I still couldn’t work out the timeline, though. If Lovatt Dudgeon only got interested in second chances for children after his wife killed his own, how could a woman she met before her final descent be in touch with him? If it had been Simmerton, it would be different. But the Dudgeons lived in Edinburgh then. Or did they? They owned Jerusalem House and Denise died there.
‘Where was the clinic?’ I said. ‘In town or down here?’
‘Why would it be down here?’ said Elayne. ‘But no, it wasn’t in the city. It was a private clinic, out in East Lothian, if you must know, because I didn’t want to run into anyone I knew. Neighbours or that. So I used to get the train down the coast and go to a wee clinic there. I sometimes think the journey, sitting looking out the train window at the sea view, was what did me most good, not the endless yak-yak-yakking once I got there.’
She sounded like herself again. With one last squeeze I let her hand go. ‘Look, let’s eat,’ I said. ‘By all means, keeping talking but let’s eat too, eh?’
‘Don’t need to tell me twice,’ my dad said, digging into the potatoes. ‘So this St Angela’s,’ he went on, ‘it was an agency that dealt with…’ I was glaring at him and he came through for once in his clueless life ‘… special-needs children? Why was Paddy on their books? Elayne, do you know?’
‘Don’t mind me,’ Paddy said.
‘It might not have been anything to do with the child himself,’ I said. ‘It might have been that Paddy’s birth parents wanted to deal with St Angela’s for some reason. Maybe they knew Lovatt.’
‘That’s it,’ Elayne said. ‘It came from the birth parents. It was a surprise to me. A gift from the gods.’ She had put the smallest amount of everything on her plate that you could put on your plate and still claim to be eating a meal. One potato, one floret of cauliflower, a slice of beef where the knife had gone off-course and shaved a thin sliver, like a nail paring.

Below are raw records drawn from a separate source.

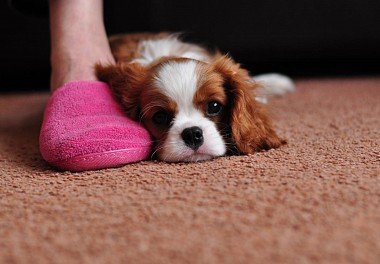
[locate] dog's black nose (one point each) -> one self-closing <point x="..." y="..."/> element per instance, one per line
<point x="193" y="137"/>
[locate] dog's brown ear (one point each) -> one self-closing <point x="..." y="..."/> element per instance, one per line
<point x="251" y="129"/>
<point x="126" y="81"/>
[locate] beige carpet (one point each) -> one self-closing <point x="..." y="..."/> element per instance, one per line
<point x="315" y="200"/>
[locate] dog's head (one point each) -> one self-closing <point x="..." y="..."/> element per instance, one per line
<point x="194" y="110"/>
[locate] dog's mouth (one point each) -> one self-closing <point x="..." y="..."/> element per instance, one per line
<point x="195" y="157"/>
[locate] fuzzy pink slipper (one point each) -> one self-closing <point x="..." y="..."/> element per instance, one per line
<point x="84" y="128"/>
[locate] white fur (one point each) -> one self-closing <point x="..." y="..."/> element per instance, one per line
<point x="178" y="81"/>
<point x="152" y="50"/>
<point x="273" y="84"/>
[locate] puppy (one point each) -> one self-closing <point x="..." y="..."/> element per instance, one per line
<point x="196" y="104"/>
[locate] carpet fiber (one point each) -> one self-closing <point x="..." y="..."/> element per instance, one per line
<point x="315" y="200"/>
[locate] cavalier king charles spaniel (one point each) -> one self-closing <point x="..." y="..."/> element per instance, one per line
<point x="196" y="104"/>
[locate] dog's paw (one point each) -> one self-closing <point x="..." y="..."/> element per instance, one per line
<point x="273" y="84"/>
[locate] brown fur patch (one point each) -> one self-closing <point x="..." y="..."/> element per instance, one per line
<point x="251" y="129"/>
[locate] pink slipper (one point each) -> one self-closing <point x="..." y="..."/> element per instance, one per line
<point x="84" y="128"/>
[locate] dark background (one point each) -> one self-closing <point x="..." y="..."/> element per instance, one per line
<point x="301" y="38"/>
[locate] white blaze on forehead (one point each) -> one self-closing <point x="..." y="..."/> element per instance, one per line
<point x="178" y="81"/>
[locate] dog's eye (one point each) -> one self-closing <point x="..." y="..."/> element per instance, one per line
<point x="161" y="118"/>
<point x="213" y="108"/>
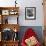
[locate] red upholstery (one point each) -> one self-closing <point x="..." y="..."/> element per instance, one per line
<point x="29" y="33"/>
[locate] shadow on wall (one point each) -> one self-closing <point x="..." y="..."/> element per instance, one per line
<point x="37" y="29"/>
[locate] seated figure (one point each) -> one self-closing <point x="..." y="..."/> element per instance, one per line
<point x="30" y="38"/>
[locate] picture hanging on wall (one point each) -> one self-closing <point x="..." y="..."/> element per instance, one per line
<point x="30" y="13"/>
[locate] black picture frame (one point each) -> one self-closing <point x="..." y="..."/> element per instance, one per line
<point x="30" y="13"/>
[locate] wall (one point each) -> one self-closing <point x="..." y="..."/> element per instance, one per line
<point x="27" y="3"/>
<point x="37" y="30"/>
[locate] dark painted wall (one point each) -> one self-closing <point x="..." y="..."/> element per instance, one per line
<point x="37" y="29"/>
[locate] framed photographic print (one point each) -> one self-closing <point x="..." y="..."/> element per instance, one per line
<point x="30" y="13"/>
<point x="5" y="12"/>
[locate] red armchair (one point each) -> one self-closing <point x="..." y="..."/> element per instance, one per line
<point x="29" y="34"/>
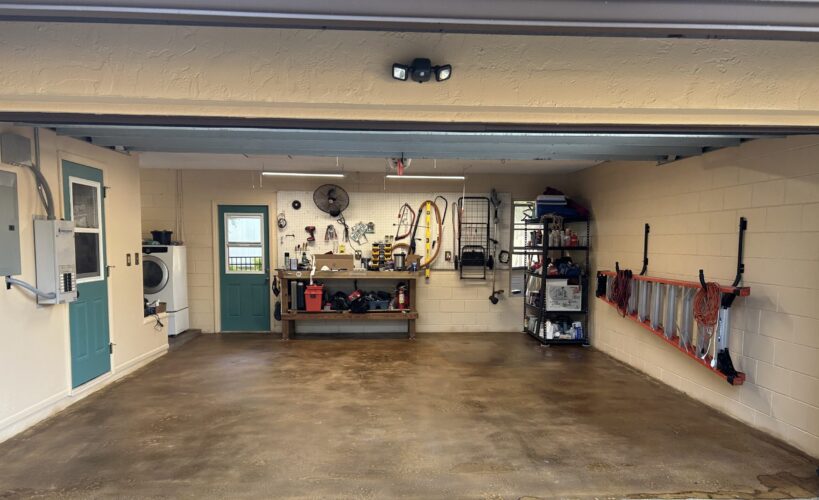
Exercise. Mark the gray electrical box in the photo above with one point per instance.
(15, 149)
(56, 262)
(9, 225)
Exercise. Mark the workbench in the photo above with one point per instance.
(290, 316)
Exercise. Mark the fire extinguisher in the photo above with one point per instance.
(403, 300)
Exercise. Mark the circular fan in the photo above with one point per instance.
(331, 199)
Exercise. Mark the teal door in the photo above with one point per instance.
(244, 268)
(88, 315)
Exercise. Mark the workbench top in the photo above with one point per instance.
(349, 275)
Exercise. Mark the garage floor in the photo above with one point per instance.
(449, 415)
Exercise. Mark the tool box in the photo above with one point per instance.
(313, 298)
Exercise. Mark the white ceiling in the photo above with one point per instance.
(328, 164)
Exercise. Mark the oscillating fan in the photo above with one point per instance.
(331, 199)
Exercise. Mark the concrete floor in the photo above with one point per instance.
(446, 416)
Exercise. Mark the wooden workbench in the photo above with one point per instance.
(290, 316)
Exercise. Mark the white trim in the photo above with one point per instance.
(24, 419)
(100, 223)
(141, 360)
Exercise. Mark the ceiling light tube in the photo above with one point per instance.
(301, 174)
(429, 177)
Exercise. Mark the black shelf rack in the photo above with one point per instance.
(535, 304)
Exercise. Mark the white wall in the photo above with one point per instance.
(446, 303)
(35, 378)
(693, 207)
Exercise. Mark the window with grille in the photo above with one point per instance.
(244, 244)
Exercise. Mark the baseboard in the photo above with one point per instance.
(139, 361)
(24, 419)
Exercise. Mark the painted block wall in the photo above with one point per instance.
(446, 303)
(35, 379)
(693, 207)
(211, 71)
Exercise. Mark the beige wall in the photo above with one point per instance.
(693, 207)
(446, 303)
(35, 376)
(160, 70)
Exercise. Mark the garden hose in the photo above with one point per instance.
(430, 258)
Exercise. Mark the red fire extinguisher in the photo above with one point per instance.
(403, 300)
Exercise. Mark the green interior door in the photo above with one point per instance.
(88, 315)
(244, 268)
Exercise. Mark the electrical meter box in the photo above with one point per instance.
(9, 225)
(56, 262)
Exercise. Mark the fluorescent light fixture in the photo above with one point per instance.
(301, 174)
(430, 177)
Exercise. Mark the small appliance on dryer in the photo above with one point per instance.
(165, 278)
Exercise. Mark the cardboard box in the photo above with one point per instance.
(560, 296)
(335, 262)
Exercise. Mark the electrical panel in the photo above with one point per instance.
(9, 225)
(56, 263)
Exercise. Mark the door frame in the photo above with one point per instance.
(269, 201)
(102, 379)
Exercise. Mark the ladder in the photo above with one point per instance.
(666, 308)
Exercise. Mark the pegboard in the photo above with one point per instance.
(381, 209)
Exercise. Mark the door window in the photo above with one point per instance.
(86, 208)
(244, 244)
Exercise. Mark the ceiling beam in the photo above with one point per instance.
(747, 19)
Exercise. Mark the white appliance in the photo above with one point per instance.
(165, 278)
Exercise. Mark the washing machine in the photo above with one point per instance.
(165, 278)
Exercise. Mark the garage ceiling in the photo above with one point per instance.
(419, 144)
(757, 19)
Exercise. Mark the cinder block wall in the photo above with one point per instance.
(693, 207)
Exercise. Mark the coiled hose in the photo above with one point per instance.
(410, 247)
(621, 292)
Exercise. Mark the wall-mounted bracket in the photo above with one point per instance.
(645, 250)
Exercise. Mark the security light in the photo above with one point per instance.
(421, 70)
(400, 72)
(443, 72)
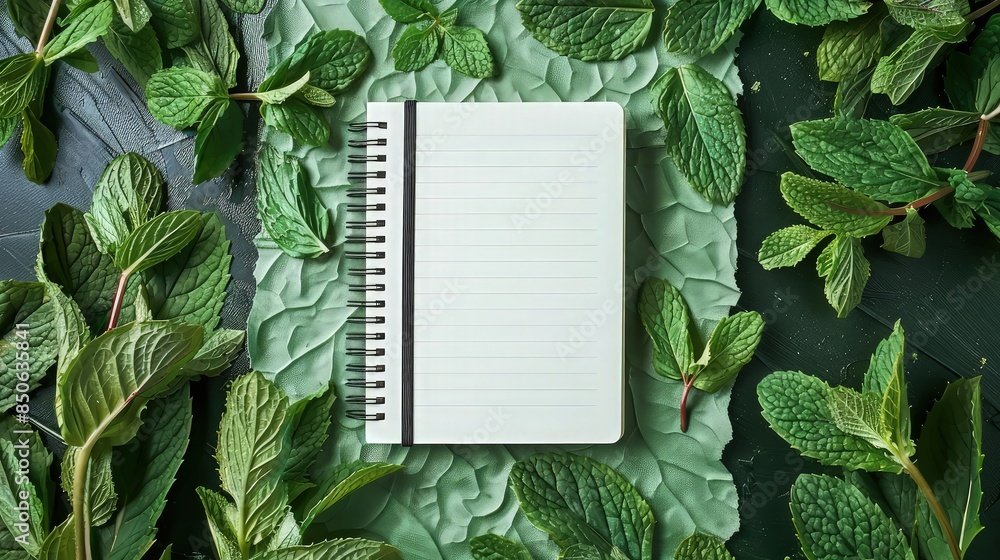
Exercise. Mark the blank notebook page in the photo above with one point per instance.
(518, 268)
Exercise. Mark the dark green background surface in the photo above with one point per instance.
(949, 300)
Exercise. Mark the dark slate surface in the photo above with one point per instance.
(948, 300)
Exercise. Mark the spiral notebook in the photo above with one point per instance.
(487, 251)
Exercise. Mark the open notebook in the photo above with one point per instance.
(491, 270)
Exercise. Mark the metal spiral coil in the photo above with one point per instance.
(366, 357)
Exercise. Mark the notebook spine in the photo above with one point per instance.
(366, 233)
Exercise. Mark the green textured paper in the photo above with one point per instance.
(447, 495)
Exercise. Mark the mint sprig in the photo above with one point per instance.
(870, 430)
(197, 94)
(433, 35)
(668, 323)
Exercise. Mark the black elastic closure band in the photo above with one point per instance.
(409, 233)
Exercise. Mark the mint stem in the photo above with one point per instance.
(50, 22)
(932, 500)
(970, 164)
(116, 305)
(688, 382)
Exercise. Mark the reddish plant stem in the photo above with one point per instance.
(116, 304)
(50, 22)
(970, 164)
(688, 382)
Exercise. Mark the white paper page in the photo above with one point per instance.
(518, 274)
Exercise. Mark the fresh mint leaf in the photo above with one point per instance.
(191, 286)
(29, 484)
(27, 304)
(833, 207)
(338, 548)
(853, 94)
(849, 271)
(28, 17)
(22, 80)
(590, 30)
(175, 21)
(300, 121)
(900, 73)
(278, 96)
(700, 27)
(495, 547)
(178, 97)
(937, 14)
(107, 385)
(882, 365)
(705, 135)
(38, 145)
(417, 47)
(215, 355)
(700, 546)
(134, 13)
(334, 60)
(577, 500)
(814, 13)
(465, 49)
(787, 247)
(219, 140)
(873, 156)
(7, 127)
(835, 520)
(309, 421)
(409, 11)
(252, 450)
(950, 456)
(215, 49)
(731, 346)
(220, 514)
(333, 485)
(894, 411)
(857, 414)
(144, 471)
(138, 51)
(158, 240)
(848, 48)
(84, 29)
(315, 96)
(245, 6)
(100, 497)
(908, 238)
(70, 258)
(936, 130)
(797, 406)
(128, 194)
(61, 543)
(584, 552)
(665, 317)
(291, 212)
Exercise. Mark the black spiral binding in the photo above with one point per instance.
(365, 226)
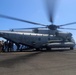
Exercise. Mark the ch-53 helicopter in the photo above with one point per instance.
(47, 36)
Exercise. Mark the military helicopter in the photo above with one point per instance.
(47, 36)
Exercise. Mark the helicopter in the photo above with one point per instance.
(47, 36)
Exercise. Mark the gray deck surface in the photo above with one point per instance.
(58, 62)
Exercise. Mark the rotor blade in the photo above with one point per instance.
(51, 7)
(68, 24)
(13, 18)
(26, 28)
(68, 28)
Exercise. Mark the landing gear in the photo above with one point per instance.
(71, 48)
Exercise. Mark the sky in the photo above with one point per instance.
(35, 10)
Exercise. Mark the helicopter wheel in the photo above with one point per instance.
(48, 48)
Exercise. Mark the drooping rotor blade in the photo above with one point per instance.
(51, 9)
(26, 28)
(68, 24)
(68, 28)
(13, 18)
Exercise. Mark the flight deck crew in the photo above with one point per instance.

‘So you adopted Paddy through St Angela’s when it was brand-new,’ Shannon said. ‘I wonder how many
of us actually passed through its hands. That’s at least three now, including me and my brother, if we’re right about him.’
‘You and your brother weren’t adopted together?’ my mum said. ‘That’s not nice, lovey. That’s a shame.’
‘Sibling groups are harder to find homes for than single children,’ Shannon said.
‘Is that right?’ my mum said. ‘I’d have thought a wee perfect family, a boy and girl, would be just what anyone wanted. Wouldn’t you, Elayne?’
She hadn’t eaten a bite of her midget dinner. She hadn’t even picked up her fork. She was sitting back with her hands in her lap. ‘I’m very happy with just my Paddy,’ she said. Her voice was shaking.
‘You didn’t want a girl too? To dress and spoil?’ My mum smiled at me. ‘Not that this one let me dress her. She had that pudding-bowl haircut when she was six and there’s never been a ribbon or a bobble since. Now, if you’d been mine, Shannon – with all that lovely long hair!’
‘Well,’ Shannon said, ‘perfect wasn’t really the word for Sean and me. My brother’s got more severe ocular albinism than me. He was pretty well blind. I’ve been lucky really.’
‘When…?’ Elayne said, before her dry voice gave out. She took a small sip of water and tried again. ‘When was your adoption?’
‘Me?’ said Shannon. ‘Why? I mean, it was nineteen eighty-six.’
‘That was earlier than I thought St Angela’s started up,’ I said. ‘That was really soon after the Dudgeons died.’
‘After the Dudgeons died?’ Elayne said. ‘What do you mean? They died last week, you said. What are you talking about?’
‘Elayne, didn’t you know?’ I said. ‘Your friend – Mrs Dudgeon. She killed herself and her two little children. Years ago. Just before St Angela’s started. Right before. It’s hard to believe Lovatt was in a fit state to do anything except grieve, actually.’
‘They were definitely up and running, though,’ Paddy said. ‘I was adopted in ‘eighty-six too.’
‘A woman killed herself and her children?’ my mum said. ‘As long as I live I can’t believe the wickedness of this world. Let’s go to church tomorrow, Eric, eh?’